Johnson Amy J, Hsu Ao-Lin, Lin Ho-Pi, Song Xueqin, Chen Ching-Shih
Division of Pharmaceutical Sciences, College of Pharmacy, University of Kentucky, Lexington 40536-0082, USA.
Biochem J. 2002 Sep 15;366(Pt 3):831-7. doi: 10.1042/BJ20020279.

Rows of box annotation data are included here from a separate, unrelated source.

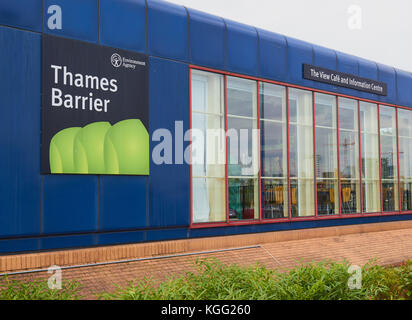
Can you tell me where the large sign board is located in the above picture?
[41,35,150,175]
[303,64,388,96]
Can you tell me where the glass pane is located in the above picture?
[191,70,226,223]
[260,82,286,122]
[381,135,398,180]
[315,93,336,128]
[341,180,361,214]
[316,128,338,179]
[399,137,412,180]
[398,109,412,188]
[290,179,315,217]
[289,89,314,179]
[317,179,339,216]
[192,178,226,223]
[261,179,289,219]
[360,102,381,213]
[192,113,226,178]
[362,180,381,213]
[382,181,399,212]
[260,120,288,177]
[228,117,259,177]
[401,181,412,211]
[192,70,224,115]
[229,179,259,221]
[339,130,360,179]
[398,109,412,138]
[227,77,257,118]
[339,98,358,131]
[379,106,399,212]
[289,89,315,217]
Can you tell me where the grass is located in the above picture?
[0,259,412,300]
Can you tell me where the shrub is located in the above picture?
[0,277,81,300]
[99,260,412,300]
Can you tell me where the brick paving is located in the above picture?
[3,229,412,299]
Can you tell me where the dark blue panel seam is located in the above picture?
[183,7,192,63]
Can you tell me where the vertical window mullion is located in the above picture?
[189,69,193,225]
[336,97,342,216]
[378,104,383,213]
[224,75,230,223]
[312,91,318,218]
[395,107,402,212]
[358,100,363,214]
[286,87,292,220]
[256,81,263,221]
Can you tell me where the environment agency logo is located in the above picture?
[110,53,122,68]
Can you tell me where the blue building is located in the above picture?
[0,0,412,253]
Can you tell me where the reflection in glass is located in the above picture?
[398,109,412,211]
[259,83,289,219]
[289,89,315,217]
[229,178,259,221]
[227,77,259,221]
[191,70,226,223]
[379,106,399,212]
[360,101,381,213]
[339,98,361,214]
[315,93,339,215]
[261,178,289,219]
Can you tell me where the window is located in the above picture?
[398,109,412,211]
[339,98,361,214]
[315,93,339,215]
[260,83,289,219]
[191,70,412,227]
[360,102,381,213]
[192,70,226,223]
[289,89,315,217]
[379,106,399,212]
[227,77,259,221]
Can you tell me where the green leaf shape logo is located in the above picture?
[50,119,150,175]
[104,119,150,175]
[50,128,81,173]
[74,122,111,174]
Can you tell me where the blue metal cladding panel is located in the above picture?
[336,51,359,96]
[40,234,96,250]
[44,0,98,42]
[147,0,189,62]
[358,58,379,101]
[100,0,146,53]
[0,238,40,253]
[0,0,43,32]
[0,27,41,237]
[146,228,188,241]
[258,29,288,81]
[286,38,318,88]
[225,20,259,76]
[42,175,97,234]
[396,70,412,107]
[99,176,147,231]
[189,215,412,238]
[96,231,145,246]
[377,64,398,104]
[149,57,190,227]
[313,45,338,92]
[188,9,226,69]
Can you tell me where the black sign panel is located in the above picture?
[303,64,388,96]
[42,35,150,175]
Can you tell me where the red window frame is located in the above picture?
[189,65,412,229]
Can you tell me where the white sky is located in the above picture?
[168,0,412,72]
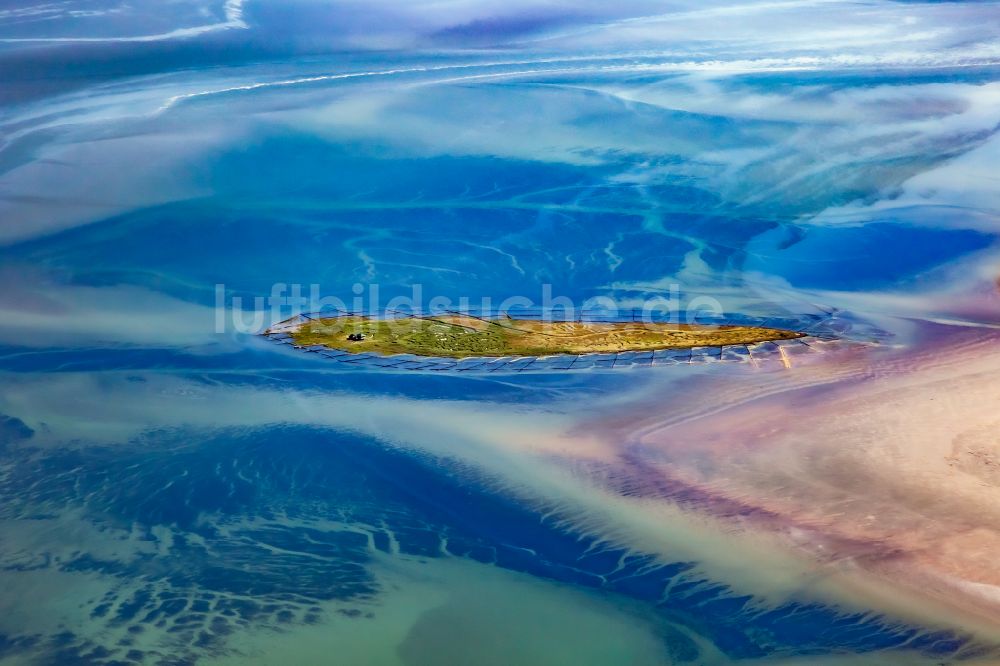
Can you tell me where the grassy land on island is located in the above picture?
[292,314,802,357]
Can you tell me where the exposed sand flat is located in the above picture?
[596,329,1000,628]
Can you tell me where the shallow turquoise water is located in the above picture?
[0,2,1000,665]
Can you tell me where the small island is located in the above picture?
[288,314,804,358]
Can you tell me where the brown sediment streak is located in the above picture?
[595,326,1000,628]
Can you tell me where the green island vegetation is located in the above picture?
[291,314,803,358]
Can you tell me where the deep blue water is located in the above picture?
[0,0,1000,666]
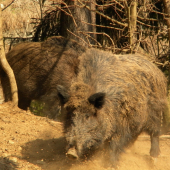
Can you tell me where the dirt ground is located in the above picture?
[0,103,170,170]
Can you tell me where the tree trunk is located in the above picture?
[0,7,18,106]
[61,0,96,45]
[163,0,170,129]
[129,0,137,53]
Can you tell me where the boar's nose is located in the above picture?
[66,147,78,159]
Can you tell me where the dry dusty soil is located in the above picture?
[0,103,170,170]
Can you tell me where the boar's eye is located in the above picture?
[88,92,106,109]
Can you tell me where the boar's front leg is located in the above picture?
[108,140,122,168]
[150,132,160,158]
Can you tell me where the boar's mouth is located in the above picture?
[66,147,79,160]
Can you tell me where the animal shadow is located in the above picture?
[21,137,78,170]
[0,157,18,170]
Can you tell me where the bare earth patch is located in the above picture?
[0,103,170,170]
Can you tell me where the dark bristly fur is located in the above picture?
[1,36,85,118]
[58,49,167,166]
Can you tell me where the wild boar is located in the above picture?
[1,36,86,118]
[57,49,168,167]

Substantial evidence indicates that the cyclo-oxygenase-2 (COX-2) inhibitor celecoxib, a widely prescribed anti-inflammatory agent, displays anti-tumour effect by sensitizing cancer cells to apoptosis. As part of our effort to understand the mechanism by which celecoxib mediates apoptosis in androgen-independent prostate cancer cells, we investigated its effect on intracellular calcium concentration (Ca(2+)). Digital ratiometric imaging analysis indicates that exposure of PC-3 cells to celecoxib stimulates an immediate Ca(2+) rise in a dose- and time-dependent manner. Kinetic data show that this Ca(2+) signal arises from internal Ca(2+) release in conjunction with external Ca(2+) influx. Examinations of the biochemical mechanism responsible for this Ca(2+) mobilization indicate that celecoxib blocks endoplasmic reticulum (ER) Ca(2+)-ATPases. Consequently, inhibition of this Ca(2+) reuptake mechanism results in Ca(2+) mobilization from ER stores followed by capacitative calcium entry, leading to Ca(2+) elevation. In view of the important role of Ca(2+) in apoptosis regulation, this Ca(2+) perturbation may represent part of the signalling mechanism that celecoxib uses to trigger rapid apoptotic death in cancer cells. This Ca(2+)-ATPase inhibitory activity is highly specific for celecoxib, and is not noted with other COX inhibitors tested, including aspirin, ibuprofen, naproxen, rofecoxib (Vioxx), DuP697 and NS398. Moreover, it is noteworthy that this activity is also observed in many other cell lines examined, including A7r5 smooth muscle cells, NIH 3T3 fibroblast cells and Jurkat T cells. Consequently, this Ca(2+)-perturbing effect may provide a plausible link with the reported toxicities of celecoxib such as increased cardiovascular risks in long-term anti-inflammatory therapy.
大量证据表明,环氧化酶-2(COX-2)抑制剂塞来昔布是一种广泛应用的抗炎药,通过使癌细胞对凋亡敏感而显示出抗肿瘤作用。作为我们了解塞来昔布介导雄激素非依赖性前列腺癌细胞凋亡机制的努力的一部分,我们研究了其对细胞内钙浓度(Ca(2+))的影响。数字比率成像分析表明,将PC-3细胞暴露于塞来昔布会以剂量和时间依赖性方式刺激Ca(2+)立即升高。动力学数据表明,这种Ca(2+)信号源于细胞内Ca(2+)释放并伴有细胞外Ca(2+)内流。对负责这种Ca(2+)动员的生化机制的研究表明,塞来昔布会阻断内质网(ER)Ca(2+)-ATP酶。因此,这种Ca(2+)再摄取机制的抑制导致Ca(2+)从内质网储存库中动员出来,随后是容量性钙内流,导致Ca(2+)升高。鉴于Ca(2+)在凋亡调节中的重要作用,这种Ca(2+)扰动可能代表了塞来昔布用于触发癌细胞快速凋亡死亡的信号机制的一部分。这种Ca(2+)-ATP酶抑制活性对塞来昔布具有高度特异性,在测试的其他COX抑制剂中未观察到,包括阿司匹林、布洛芬、萘普生、罗非昔布(万络)、DuP697和NS398。此外,值得注意的是,在许多其他检测的细胞系中也观察到了这种活性,包括A7r5平滑肌细胞、NIH 3T3成纤维细胞和Jurkat T细胞。因此,这种Ca(2+)扰动效应可能与塞来昔布报道的毒性,如长期抗炎治疗中增加的心血管风险,提供一个合理的联系。